Welsh Refugee Council
- Founded: 11 February 1990
- Type: Refugee aid organisation
- Registration no.: 1102449
- Location: Cardiff, Wales, United Kingdom;
- Coordinates: 51°29′33″N 3°08′50″W﻿ / ﻿51.492441°N 3.147165°W
- Region served: Wales
- Product: Advice services, social policy, campaigning, research, lobbying
- Website: wrc.wales

= Welsh Refugee Council =

Refugee aid organisation

The Welsh Refugee Council is an independent charity to the Refugee Council and Scottish Refugee Council, and works to help asylum seekers and refugees in Wales, United Kingdom. It was founded in 1990 and established Wales' first asylum support services in Cardiff in 1992.

The Welsh Refugee Council received national attention in 2025, when Elon Musk shared a post on X (formerly Twitter) falsely attributing a video of schoolgirls to the charity and claiming the organisation was using children to convince refugees to come to Wales.

== History ==
The Welsh Refugee Council was founded on 11 February 1990, the day anti-apartheid activist Nelson Mandela was released from prison in South Africa.
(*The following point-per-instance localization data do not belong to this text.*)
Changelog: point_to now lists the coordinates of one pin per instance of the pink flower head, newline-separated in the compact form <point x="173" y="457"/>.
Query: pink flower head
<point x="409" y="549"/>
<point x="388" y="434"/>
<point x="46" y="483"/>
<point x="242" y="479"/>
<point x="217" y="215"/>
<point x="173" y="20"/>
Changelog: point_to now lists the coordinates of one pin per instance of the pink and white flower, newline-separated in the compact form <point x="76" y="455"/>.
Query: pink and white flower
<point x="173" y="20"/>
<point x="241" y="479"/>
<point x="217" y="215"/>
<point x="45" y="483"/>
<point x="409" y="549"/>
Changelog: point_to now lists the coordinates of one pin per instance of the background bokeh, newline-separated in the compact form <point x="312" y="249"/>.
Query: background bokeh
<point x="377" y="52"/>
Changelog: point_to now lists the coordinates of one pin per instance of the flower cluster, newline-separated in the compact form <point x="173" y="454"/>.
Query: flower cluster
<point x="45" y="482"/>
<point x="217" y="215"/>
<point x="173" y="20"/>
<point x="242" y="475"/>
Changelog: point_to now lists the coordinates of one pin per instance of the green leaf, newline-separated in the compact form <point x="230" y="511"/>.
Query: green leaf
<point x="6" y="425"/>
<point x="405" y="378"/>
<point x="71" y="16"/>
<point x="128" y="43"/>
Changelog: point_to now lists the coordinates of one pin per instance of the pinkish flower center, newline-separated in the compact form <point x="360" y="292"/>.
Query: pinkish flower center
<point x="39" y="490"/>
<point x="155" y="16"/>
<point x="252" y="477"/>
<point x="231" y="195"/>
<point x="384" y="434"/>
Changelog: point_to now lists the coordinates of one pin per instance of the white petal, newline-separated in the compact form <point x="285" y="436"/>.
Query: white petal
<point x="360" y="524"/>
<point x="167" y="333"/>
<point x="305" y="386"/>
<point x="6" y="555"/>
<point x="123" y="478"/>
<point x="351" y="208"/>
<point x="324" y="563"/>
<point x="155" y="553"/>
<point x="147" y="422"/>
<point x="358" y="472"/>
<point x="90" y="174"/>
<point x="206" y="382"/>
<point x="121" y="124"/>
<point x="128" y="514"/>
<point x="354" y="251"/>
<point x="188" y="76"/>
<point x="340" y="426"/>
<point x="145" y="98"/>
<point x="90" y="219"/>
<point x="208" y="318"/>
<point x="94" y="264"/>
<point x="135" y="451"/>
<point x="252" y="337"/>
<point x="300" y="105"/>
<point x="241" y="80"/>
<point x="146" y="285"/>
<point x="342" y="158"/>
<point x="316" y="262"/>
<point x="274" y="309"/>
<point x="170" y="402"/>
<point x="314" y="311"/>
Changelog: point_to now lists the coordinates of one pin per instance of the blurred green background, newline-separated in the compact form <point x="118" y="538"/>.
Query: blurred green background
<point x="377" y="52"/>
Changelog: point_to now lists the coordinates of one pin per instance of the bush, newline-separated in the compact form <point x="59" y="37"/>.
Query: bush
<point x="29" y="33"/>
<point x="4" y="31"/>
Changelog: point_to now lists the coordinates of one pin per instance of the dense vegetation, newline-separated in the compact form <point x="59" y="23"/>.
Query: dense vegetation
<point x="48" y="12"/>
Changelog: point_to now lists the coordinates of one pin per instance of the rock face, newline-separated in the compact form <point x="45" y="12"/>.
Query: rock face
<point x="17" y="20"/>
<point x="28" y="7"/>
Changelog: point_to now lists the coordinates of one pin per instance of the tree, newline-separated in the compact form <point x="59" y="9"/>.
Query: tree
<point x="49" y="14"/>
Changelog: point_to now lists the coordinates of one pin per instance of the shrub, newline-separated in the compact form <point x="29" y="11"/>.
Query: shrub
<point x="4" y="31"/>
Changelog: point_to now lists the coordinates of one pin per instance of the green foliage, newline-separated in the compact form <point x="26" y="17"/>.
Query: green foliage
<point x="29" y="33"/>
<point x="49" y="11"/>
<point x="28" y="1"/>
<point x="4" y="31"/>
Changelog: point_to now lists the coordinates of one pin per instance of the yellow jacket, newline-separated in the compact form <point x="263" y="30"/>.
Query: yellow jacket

In 1992, the Home Office gave the council a £30,000 grant to set up the first asylum support services in Wales, based in Cardiff.

In January 2011, the UK Border Agency announced funding cuts for the Welsh Refugee Council, along with other refugee agencies across the country. It was estimated that the "One Stop Service", which provides advice to asylum seekers and refugees in Wales, would face cuts of 62%. In response to the planned cutbacks, the Welsh Refugee Council issued a joint statement with its counterparts in England and Scotland, which read in part: "Savage cuts to the refugee charity sector will force people who have already fled torture, conflict, and persecution in their own countries to suffer even further while seeking safety in the UK."

In January 2025, charity workers were subjected to online harassment and death threats after Elon Musk shared a post that made false claims about the Welsh Refugee Council on X (formerly Twitter). The post featured a video of schoolgirls "explaining why Wales was a welcoming country for refugees". However, the caption falsely claimed that it was an effort by the Welsh Refugee Council to "[use] 12-year-old girls ... to entice migrant men to come to Wales". Conservative member of the Senedd Andrew RT Davies subsequently denounced the Welsh Refugee Council and accused his Labour colleagues in the Welsh government of using children in their "propaganda". The Welsh Refugee Council referred Davies' comments to the Senedd's Standards Commissioner and the South Wales Police began an investigation into an allegation of malicious communications.